Jesus put his disciples in a difficult spot. He asked them to put themselves in that position of vulnerability in which we are served and ministered to by another. Jesus, the master, takes off his outer garment, the robe of rank, and ties the towel of a servant around his waist and washes the feet of his disciples. Surely, they must have felt extremely awkward at this overturning of the social order, but even more significantly, they felt vulnerable. Perhaps they felt a loss of control. This seems very clear from Peter’s response. He wished to turn the loving gesture of Jesus into a utilitarian act. Not just my feet, Lord, bathe my whole body; I need a good bath! Peter sought to control the experience. It was difficult for him to allow himself to be served by Jesus. Perhaps his request to have his whole body washed was an attempt for him not only to control the experience but even to play into Jesus role-reversal somewhat. Perhaps he takes upon himself the role of the master who, in having his feet washed, commands the servant to do more. But ministry in Jesus’ kingdom is not about lording it over each other; rather, it is about loving one another. “I give you a new commandment,” says Jesus, “Love one another, as I have loved you.” This is the origin of the name of this day, Maundy Thursday. Jesus gives us a new commandment, a new mandatum, a new “maundy.”
How difficult it can be for us to receive the love of another. When you are given a compliment that is offered in true earnestness, when a dear one offers a gift made from the sweat of their toil, when your beloved offers themselves lovingly, sometimes we are so humbled it is difficult to receive their loving acts with grace. What Jesus was doing, more than teaching us how to serve one another, was teaching us how to love one another. Love requires great vulnerability. Can we open ourselves to each other in ways in which we risk being hurt? Can we kneel before each other in ways in which we risk losing our own power that we might find strength together?

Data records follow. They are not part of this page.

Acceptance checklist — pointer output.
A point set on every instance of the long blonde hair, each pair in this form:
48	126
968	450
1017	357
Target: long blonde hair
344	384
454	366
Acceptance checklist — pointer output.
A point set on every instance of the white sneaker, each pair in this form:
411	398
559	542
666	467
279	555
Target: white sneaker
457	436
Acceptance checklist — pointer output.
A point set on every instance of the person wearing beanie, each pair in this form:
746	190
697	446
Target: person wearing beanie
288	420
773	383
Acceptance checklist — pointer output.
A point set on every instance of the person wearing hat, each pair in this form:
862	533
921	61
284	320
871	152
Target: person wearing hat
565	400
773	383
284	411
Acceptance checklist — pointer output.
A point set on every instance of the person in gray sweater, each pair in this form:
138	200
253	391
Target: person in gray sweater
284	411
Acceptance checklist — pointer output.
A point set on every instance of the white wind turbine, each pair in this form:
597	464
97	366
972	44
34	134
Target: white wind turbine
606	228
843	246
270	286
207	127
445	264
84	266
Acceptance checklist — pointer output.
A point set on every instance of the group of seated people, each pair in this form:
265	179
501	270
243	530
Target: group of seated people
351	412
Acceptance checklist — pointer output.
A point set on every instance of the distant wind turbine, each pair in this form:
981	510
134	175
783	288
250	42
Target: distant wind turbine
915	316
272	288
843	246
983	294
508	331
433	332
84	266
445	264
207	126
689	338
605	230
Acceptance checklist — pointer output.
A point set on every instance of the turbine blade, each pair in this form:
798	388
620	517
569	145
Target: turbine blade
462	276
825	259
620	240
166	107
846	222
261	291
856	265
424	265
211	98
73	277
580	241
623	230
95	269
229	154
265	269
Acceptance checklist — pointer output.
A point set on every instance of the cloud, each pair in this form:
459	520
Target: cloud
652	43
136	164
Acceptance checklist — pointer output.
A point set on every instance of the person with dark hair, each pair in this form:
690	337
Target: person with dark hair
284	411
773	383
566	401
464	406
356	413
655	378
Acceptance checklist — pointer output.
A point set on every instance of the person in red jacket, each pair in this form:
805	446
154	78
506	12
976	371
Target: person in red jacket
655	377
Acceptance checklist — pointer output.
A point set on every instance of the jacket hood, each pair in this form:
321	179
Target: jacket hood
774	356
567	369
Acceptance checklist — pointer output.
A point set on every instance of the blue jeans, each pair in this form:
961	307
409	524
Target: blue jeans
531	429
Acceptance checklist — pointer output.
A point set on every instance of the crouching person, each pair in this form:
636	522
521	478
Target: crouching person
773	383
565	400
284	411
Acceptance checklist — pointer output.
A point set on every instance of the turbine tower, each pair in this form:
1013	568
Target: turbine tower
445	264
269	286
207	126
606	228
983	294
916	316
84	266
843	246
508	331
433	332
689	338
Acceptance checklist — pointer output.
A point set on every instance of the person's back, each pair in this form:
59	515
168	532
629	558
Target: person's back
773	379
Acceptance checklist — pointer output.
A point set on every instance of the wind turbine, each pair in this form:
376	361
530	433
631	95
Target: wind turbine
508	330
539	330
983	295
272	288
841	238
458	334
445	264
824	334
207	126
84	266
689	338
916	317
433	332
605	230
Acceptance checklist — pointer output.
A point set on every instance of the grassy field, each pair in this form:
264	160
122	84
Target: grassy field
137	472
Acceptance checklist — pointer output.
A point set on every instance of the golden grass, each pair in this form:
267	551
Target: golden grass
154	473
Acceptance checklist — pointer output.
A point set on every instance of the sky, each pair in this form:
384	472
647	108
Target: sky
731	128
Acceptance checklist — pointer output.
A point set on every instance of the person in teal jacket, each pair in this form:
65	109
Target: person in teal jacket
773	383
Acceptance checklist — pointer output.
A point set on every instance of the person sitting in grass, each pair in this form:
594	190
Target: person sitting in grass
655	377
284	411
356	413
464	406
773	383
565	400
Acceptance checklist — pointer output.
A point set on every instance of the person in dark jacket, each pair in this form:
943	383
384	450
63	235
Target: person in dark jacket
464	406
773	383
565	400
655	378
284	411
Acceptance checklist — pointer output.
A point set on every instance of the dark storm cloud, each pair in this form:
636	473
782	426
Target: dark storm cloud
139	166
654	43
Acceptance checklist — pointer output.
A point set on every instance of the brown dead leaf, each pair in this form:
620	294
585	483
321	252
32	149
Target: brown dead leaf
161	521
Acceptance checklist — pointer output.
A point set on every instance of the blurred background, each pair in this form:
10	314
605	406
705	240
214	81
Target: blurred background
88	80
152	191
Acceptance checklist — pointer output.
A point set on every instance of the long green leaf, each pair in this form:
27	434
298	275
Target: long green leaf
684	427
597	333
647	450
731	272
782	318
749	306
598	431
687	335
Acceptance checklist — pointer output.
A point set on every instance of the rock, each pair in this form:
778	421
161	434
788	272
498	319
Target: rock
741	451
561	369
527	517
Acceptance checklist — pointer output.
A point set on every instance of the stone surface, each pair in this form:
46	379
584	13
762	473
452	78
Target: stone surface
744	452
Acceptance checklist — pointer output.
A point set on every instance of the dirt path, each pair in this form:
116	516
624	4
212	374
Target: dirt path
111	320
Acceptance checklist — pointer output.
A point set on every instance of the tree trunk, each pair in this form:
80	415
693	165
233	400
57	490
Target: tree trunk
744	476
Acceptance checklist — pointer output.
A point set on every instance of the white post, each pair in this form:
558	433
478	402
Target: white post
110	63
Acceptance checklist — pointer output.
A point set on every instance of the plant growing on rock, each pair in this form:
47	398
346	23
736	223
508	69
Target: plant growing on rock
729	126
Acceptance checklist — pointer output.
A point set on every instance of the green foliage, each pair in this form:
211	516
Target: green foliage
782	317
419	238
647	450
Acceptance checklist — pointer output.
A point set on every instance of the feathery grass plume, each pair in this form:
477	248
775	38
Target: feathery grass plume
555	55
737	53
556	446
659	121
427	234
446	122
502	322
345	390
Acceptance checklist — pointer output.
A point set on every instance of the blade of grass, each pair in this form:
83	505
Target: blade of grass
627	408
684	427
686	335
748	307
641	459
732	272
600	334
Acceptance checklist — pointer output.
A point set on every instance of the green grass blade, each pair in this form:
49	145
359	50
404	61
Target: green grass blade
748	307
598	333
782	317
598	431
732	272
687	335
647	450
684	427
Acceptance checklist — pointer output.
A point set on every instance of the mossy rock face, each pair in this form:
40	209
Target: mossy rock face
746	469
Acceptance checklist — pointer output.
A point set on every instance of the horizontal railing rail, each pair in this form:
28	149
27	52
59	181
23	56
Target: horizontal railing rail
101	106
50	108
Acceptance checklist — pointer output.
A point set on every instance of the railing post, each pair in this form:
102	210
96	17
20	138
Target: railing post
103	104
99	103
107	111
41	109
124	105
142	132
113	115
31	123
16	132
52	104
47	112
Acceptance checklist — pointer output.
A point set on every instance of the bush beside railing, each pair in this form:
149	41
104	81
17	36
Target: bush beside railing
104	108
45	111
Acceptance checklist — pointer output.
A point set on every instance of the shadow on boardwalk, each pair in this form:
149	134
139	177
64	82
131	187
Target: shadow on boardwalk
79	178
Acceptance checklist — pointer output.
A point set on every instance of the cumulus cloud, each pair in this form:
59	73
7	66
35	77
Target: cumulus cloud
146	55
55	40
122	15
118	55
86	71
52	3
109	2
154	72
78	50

When Jesus kneels before his friends, he does so not as master and servant or servant and master, but as friends. Jesus will say to them, “I no longer call you servants, I call you friends.” Friendship requires risk. Friendship requires vulnerability. As strange as this may sound, the Church, as long as it understands itself as an institution that offers service, will never truly be the Church. When we see ourselves as offering something, as being the ones who control what we have to offer, and insisting that others accept what we offer on our terms, we are not being the Church Jesus called us to be. This is not what he offered us, and it is not what we should offer others.
Jesus offered us, offers us, friendship. He lays down his life for his friends. He kneels before his disciples not as master or servant, but as friend. Jesus reimagines what servant-hood means and demonstrates a servant-hood shorn of power-imbalances, and demonstrates servant-friendship. Why is it difficult for Peter to have his feet washed? Why is it difficult for us to have our feet washed? It is because we must assume a level of uncomfortable intimacy with another person, someone with whom there is a power imbalance. It involves extraordinary risk. Peter balks at it. We balk at it. My first reaction would be to balk at it if my bishop were to ask to wash my feet, as many do when they consider allowing their priest to wash their feet. And yet, we may be keen to offer that service to others, but how can we do that if we first have not felt the vulnerability that they feel? Can we offer compassionate loving service, can we wash the feet of another, if we have not first sat in that chair and allowed our feet to be washed? When it comes our turn to wash the feet of another we must understand how vulnerable that person is, what an extraordinary risk they are taking, what a privilege we have in serving them. Can we understand this unless we have felt that same vulnerability or taken that same risk?
True servant-hood, the kind of servant-hood we encounter in Jesus, is not one person acting upon another. In fact, this is the very antithesis of the servant-hood modeled by Jesus. True Christian servant-hood is a ministry of friendship. It is reciprocal. It involves mutual giving and receiving. It involves mutual vulnerability and mutual risk. It involves mutual joy. This is why Jesus says I no longer call you servants but friends. As Jesus loved us so we love him. And as we have loved him and been loved by him, so too shall we be drawn into a deeper mutual love of each other in Christian friendship.